Servant Foundation
- Formation: Tax-exempt since December 2000; 25 years ago
- Type: 501(c)(3)
- Tax ID no.: EIN: 431890105
- Headquarters: Overland Park
- Services: Donor-advised fund
- Revenue: 592,337,115 USD (2024)
- Expenses: 1,066,207,632 USD (2024)
- Website: thesignatry.com

= Servant Foundation =

American non-profit organization

The Servant Foundation, also known as The Signatry, is an American 501(c)(3) donor-advised fund. It is best known for "He Gets Us", a religious advertising campaign that was first launched in 2022 and is no longer affiliated with Servant. The foundation describes its mission as being to "inspire and facilitate revolutionary, biblical generosity".

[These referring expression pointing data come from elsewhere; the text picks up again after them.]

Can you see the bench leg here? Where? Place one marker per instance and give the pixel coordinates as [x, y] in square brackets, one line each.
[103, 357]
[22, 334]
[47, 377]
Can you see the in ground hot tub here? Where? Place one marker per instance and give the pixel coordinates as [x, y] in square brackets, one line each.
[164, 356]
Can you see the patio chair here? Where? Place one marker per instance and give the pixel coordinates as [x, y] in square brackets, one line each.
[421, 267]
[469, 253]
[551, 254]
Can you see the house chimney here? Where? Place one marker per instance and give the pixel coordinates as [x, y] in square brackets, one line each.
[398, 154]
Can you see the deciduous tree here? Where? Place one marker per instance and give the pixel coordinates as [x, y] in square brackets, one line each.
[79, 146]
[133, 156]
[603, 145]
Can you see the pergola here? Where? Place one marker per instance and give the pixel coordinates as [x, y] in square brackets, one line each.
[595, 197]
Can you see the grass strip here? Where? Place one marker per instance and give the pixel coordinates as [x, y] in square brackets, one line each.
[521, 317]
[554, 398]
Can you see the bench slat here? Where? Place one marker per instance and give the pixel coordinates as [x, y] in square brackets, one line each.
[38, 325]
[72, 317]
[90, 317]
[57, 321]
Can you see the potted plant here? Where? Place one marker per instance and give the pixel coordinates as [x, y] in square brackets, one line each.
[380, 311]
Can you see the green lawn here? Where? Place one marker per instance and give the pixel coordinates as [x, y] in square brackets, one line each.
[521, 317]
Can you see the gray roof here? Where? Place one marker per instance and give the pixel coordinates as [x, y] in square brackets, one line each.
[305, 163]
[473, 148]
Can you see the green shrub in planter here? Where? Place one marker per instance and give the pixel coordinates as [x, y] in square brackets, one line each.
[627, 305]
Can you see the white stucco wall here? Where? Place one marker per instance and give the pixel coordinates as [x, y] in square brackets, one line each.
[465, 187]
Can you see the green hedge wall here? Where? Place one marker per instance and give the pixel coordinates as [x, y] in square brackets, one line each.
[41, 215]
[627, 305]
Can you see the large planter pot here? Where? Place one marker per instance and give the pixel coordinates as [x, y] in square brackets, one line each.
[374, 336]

The Servant Foundation has been funded in part by the billionaire Green family, who are among fifty other families contributing millions of dollars to the foundation. The Servant Foundation has used that money to fund legislation that is anti-LGBTQ and anti-abortion. Contributions from the foundation to Christian organizations exceed a total amount of $65 million.

== History ==
The Servant Foundation was founded by Bill High in 2000. From 2000 to 2017, it was an affiliate of the National Christian Foundation.

The Servant Foundation's most public facing effort has been the "He Gets Us" advertising campaign, airing during Super Bowl commercial breaks. As of early 2024, the campaign is no longer affiliated with the foundation.